We are very much an “always online” crowd here, but our early childhoods came before the omnipresent smartphone age, so our parents mostly had to pry us away from the TV, not the iPhone. Today, it’s different: a new survey reported that 57% of 12-year-olds have their own smartphone, and a more surprising 8% of the under-5 set is getting one, too. And the old rules about no screen time or phones for those under 2 seem to largely be going out the window as well. 

US stocks nosedived last week after President Trump posted that he was considering a “massive increase” to tariffs on Chinese imports. We’ll get into that more in our main story below. For the second day in a row, consumer staples was the only sector ETF to finish in the green on Friday.

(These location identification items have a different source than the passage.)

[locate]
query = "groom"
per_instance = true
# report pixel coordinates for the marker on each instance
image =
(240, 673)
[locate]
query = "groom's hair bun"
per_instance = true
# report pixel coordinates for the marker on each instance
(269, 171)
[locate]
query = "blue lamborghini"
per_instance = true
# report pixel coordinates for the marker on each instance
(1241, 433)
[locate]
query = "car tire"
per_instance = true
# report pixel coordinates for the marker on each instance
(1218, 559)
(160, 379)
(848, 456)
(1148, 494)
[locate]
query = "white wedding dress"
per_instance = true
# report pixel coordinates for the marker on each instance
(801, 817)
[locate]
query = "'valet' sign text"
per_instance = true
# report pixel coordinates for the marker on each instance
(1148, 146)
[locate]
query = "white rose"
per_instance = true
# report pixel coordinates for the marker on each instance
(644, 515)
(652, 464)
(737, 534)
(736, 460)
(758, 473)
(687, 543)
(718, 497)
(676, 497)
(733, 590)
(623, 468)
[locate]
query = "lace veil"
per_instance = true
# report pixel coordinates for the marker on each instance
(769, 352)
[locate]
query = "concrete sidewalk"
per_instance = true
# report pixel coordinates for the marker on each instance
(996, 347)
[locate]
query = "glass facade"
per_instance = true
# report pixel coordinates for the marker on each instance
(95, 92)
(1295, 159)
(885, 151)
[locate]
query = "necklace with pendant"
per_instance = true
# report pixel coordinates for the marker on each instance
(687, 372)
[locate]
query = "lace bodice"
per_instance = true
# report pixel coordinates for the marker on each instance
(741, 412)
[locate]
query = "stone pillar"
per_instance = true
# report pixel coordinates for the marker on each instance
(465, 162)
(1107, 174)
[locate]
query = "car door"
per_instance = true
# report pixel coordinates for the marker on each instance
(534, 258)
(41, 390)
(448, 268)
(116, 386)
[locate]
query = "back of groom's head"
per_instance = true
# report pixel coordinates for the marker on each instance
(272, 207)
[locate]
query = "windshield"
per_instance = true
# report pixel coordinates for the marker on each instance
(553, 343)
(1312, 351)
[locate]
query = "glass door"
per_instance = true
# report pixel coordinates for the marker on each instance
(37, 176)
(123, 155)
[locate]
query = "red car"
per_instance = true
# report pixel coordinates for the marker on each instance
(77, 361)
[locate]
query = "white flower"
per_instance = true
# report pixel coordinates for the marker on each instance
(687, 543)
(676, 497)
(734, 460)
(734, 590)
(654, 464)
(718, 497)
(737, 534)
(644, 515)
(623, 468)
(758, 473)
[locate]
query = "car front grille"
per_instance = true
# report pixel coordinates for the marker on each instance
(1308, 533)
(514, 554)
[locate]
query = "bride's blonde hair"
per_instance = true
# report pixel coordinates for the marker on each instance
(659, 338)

🧠 Test your knowledge on last week’s newsletters with our Snacks Seven Quiz. Here’s the first question:

The S&P 500 has its worst day since April

Late Friday morning, US President Donald Trump said in a Truth Social post that he was considering a “massive increase” to tariffs on Chinese imports, and what had been a relatively calm trading day turned into a rough sea of red that ended with the S&P 500 having its worst day since April.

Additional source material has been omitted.